Seine beiden Gefährten schauten die Elfenbeinwürfel an, dann schauten sie wieder hoch zu seinem Gesicht. Mat konnte fühlen, wie sein Glück in einer Woge in ihm aufstieg. »Zwölf Augen. Drei für jede Tür. Werfe ich eine Eins, eine Zwei oder eine Drei, gehen wir geradeaus. Vier, Fünf oder Sechs, dann nehmen wir die rechte Abzweigung und so weiter.«

»Aber Mat«, flüsterte Noal mit einem Blick auf den schlafenden Eelfinn. »Die Würfe ergeben doch nicht alle Möglichkeiten. Zum Beispiel könnt Ihr keine Eins würfeln, und bei einer Sieben ist es viel wahrscheinlicher …«

»Ihr versteht nicht, Noal«, sagte Mat und warf die Würfel zu Boden. Sie rollten über die schuppenähnlichen Fliesen und klapperten wie Zähne. »Es spielt keine Rolle, was wahrscheinlich ist. Nicht, wenn ich in der Nähe bin.«

Die Würfel blieben liegen. Einer von ihnen verfing sich in dem Spalt zwischen zwei Fliesen und balancierte wackelig. Der andere zeigte ein Auge.

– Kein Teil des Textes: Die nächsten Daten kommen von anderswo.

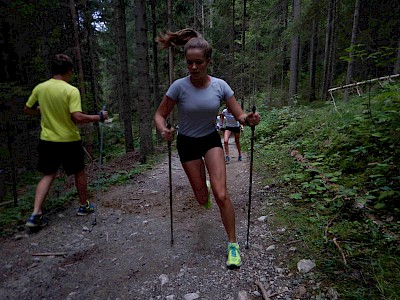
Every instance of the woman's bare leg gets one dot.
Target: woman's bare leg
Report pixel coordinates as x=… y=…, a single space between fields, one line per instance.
x=227 y=134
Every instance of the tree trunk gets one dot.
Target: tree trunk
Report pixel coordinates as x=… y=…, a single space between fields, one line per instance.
x=244 y=25
x=294 y=54
x=327 y=53
x=170 y=56
x=78 y=50
x=123 y=86
x=333 y=48
x=156 y=79
x=313 y=46
x=94 y=86
x=350 y=65
x=285 y=63
x=142 y=68
x=396 y=69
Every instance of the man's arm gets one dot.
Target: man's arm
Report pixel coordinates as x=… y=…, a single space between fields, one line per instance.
x=32 y=111
x=79 y=117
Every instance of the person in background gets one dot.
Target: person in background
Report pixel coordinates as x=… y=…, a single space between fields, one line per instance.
x=59 y=105
x=199 y=97
x=232 y=126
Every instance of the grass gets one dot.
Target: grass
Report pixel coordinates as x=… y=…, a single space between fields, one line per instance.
x=342 y=199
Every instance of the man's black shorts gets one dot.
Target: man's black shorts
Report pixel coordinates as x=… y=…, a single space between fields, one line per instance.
x=52 y=155
x=190 y=148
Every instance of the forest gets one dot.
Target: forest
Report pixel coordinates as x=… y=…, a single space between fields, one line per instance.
x=298 y=62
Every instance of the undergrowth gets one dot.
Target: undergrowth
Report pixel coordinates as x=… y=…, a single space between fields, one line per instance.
x=63 y=191
x=341 y=174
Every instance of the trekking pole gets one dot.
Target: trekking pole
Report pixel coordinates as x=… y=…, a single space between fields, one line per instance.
x=98 y=173
x=170 y=185
x=251 y=178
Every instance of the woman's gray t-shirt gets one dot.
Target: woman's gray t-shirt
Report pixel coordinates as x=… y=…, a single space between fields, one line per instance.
x=198 y=107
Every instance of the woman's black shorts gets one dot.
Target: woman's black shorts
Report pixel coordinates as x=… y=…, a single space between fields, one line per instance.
x=190 y=148
x=54 y=154
x=233 y=129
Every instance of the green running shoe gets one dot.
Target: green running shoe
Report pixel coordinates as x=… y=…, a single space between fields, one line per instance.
x=85 y=209
x=36 y=221
x=208 y=204
x=234 y=261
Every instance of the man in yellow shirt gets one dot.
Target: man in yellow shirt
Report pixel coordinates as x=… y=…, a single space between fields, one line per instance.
x=59 y=105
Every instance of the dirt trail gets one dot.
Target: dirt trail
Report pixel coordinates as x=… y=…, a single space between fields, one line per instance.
x=128 y=254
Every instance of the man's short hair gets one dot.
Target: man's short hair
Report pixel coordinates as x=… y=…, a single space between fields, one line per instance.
x=61 y=64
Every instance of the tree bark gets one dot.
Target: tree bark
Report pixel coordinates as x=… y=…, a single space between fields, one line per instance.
x=350 y=65
x=294 y=54
x=142 y=67
x=396 y=69
x=170 y=56
x=327 y=52
x=78 y=51
x=313 y=46
x=123 y=86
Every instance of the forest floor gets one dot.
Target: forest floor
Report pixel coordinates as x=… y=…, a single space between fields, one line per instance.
x=129 y=255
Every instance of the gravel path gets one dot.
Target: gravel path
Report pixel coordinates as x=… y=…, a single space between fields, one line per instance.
x=128 y=254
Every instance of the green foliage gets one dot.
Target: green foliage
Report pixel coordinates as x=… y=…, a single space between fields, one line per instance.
x=341 y=172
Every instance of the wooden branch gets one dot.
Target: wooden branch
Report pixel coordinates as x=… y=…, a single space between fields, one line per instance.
x=363 y=82
x=50 y=254
x=263 y=291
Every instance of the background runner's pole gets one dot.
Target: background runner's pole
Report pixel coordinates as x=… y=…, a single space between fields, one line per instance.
x=251 y=179
x=170 y=185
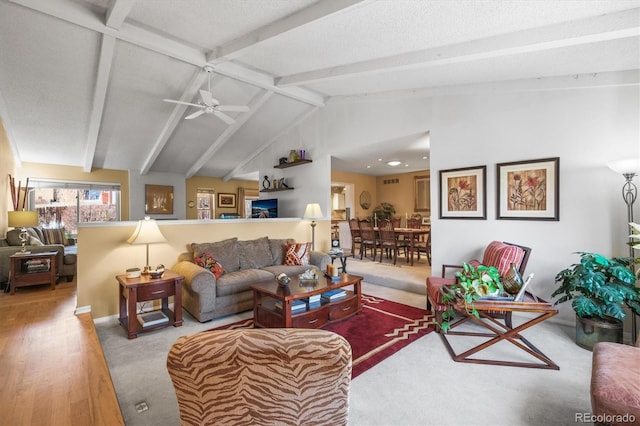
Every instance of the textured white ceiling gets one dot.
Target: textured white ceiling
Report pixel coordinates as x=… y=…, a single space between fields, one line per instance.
x=90 y=75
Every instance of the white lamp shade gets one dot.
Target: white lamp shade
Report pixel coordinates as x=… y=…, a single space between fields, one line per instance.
x=147 y=232
x=22 y=219
x=627 y=165
x=313 y=211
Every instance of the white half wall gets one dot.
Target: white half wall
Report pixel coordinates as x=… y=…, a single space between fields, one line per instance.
x=585 y=127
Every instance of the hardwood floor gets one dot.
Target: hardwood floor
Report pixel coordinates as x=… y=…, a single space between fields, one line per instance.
x=53 y=370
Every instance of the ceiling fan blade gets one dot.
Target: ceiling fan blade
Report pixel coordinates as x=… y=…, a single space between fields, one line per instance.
x=207 y=98
x=194 y=115
x=181 y=103
x=234 y=108
x=224 y=117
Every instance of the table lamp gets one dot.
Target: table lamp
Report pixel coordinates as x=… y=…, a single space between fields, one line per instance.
x=312 y=212
x=147 y=232
x=22 y=219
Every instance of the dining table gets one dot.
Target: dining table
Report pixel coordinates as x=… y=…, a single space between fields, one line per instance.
x=411 y=235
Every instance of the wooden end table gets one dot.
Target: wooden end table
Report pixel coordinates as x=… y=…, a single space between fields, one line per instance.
x=145 y=288
x=498 y=332
x=266 y=294
x=20 y=274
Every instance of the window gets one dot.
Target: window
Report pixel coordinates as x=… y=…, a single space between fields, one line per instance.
x=65 y=204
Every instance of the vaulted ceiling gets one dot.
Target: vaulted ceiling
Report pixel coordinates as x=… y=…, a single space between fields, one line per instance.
x=82 y=82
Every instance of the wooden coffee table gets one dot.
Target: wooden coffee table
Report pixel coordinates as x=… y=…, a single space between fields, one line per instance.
x=266 y=294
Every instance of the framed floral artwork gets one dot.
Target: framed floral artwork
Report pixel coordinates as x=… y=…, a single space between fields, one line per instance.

»Seht Euch das an, Noal«, sagte Thom. »Anscheinend kann er ja doch eine Eins würfeln.«

Noal rieb sich das Kinn. »Das ist wirklich erstaunlich.«

Mat nahm seinen Ashandarei, hob die Würfel auf und ging geradeaus weiter. Die anderen folgten ihm und ließen den schlafenden Eelfinn zurück.

Im nächsten Raum würfelte Mat erneut und bekam eine Neun. »Den Weg zurück, den wir gekommen sind?«, fragte Thom stirnrunzelnd. »Das ist…«

»Genau das, was wir tun werden«, sagte Mat, drehte sich um und ging zurück. Der schlafende Eelfinn war aus dem Gemach verschwunden.

»Sie könnten ihn aufgeweckt haben«, meinte Noal.

»Oder es könnte ein anderes Gemach sein«, erwiderte Mat und würfelte erneut. Wieder eine Neun. Er stand in der Richtung, aus der sie ursprünglich gekommen waren, also bedeutete eine Neun erneut zurückzugehen. »Aelfinn und Eelfinn haben Regeln«, sagte Mat, drehte sich um und rannte den Korridor entlang, während die anderen ihm hinterherjagten. »Und dieser Ort hat Regeln.«

»Regeln müssen einen Sinn ergeben, Mat«, meinte Noal.

»Sie müssen beständig sein«, antwortete Mat. »Aber sie müssen nicht unserer Logik folgen. Warum sollten sie?«

Ihm erschien das vernünftig. Sie rannten eine Weile – diese Korridor erschien viel länger als die anderen. Langsam ging ihm die Puste aus, als sie den nächsten Raum erreichten. Wieder würfelte er, hatte aber bereits einen Verdacht, wie das Ergebnis aussehen würde. Neun. Zurück zum ersten Raum.